What agency should run it/them and why? If you advocate a system of smaller repositories organized around specific disciplines, should there be an overview agency that coordinates/supervises interactions among databases? If so, describe the agency’s proposed function.

In Sweden, the National Research Council “Vetenskapsrådet” organized a “beauty contest” where research-oriented organizations could bid for hosting the national data center. The bids were then evaluated by a panel of international experts. The bid winner was the Met-agency (www.smhi.se), which has a lot of experience in the technical and organizational aspects of data handling and data sharing.

I believe a national center should be a core hub of competence and information about who is doing what etc. But I don’t really see how a national center could become a steering body for all other local or specialized data repositories. A national center should know who is doing what, and it should also disseminate knowledge and practices to the other centers.

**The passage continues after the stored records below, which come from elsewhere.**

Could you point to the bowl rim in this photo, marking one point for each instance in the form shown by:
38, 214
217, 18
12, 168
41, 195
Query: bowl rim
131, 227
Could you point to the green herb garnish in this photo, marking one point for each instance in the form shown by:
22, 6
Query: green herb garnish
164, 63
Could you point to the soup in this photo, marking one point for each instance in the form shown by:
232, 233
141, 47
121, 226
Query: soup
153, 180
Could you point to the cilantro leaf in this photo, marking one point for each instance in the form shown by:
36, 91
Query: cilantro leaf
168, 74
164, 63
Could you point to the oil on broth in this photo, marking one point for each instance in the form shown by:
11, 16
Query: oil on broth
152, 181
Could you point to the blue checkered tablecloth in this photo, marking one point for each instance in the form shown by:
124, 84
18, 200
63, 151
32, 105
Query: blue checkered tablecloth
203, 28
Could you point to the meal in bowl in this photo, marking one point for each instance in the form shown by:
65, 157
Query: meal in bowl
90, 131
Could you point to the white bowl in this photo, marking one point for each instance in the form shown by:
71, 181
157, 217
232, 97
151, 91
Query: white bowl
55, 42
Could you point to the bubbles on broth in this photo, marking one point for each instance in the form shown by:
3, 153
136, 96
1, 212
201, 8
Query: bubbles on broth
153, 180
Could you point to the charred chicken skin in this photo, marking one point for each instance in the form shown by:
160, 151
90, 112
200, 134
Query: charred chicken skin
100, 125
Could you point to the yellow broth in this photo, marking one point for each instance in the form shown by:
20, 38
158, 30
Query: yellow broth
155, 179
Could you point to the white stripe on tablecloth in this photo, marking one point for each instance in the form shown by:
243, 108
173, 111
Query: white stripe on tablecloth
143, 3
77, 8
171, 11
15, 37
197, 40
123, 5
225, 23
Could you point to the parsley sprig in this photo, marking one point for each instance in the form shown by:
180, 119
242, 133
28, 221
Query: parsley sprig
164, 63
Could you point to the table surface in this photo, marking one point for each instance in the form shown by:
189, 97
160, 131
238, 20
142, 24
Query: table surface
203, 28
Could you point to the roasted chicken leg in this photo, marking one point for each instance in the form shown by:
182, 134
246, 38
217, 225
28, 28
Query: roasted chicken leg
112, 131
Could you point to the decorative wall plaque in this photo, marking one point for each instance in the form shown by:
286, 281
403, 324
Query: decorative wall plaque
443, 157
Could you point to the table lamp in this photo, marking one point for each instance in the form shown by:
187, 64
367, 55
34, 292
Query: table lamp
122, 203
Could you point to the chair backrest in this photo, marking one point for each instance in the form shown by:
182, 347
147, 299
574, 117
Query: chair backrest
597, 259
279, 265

What are your suggestions on the most powerful ways to combat researchers’ resistance to data sharing? How effective do you see the requirements now in place by the NIH and high-profile journals requiring data sharing as condition of funding? Do you believe more teeth should be put into these requirements and, if so, how?

I think funding authorities and research institutions could help by requiring that data be stored in more centralized repositories after the fulfillment of projects. Also it will help to build in rewards like data citation in the research culture, and trust in the form of letting a researcher know who is requesting his data and give him the possibility to communicate, or maybe stop a request as long as the research group that produced the data has not fully used it yet for its intended purpose.

Research councils in some countries require researchers who have obtained grants to deliver their data to centralized data repositories when the project is finalized. This is also being discussed in other countries, including Sweden. The discussion in Sweden, however, has not yet lead to any firm decision by the national research councils.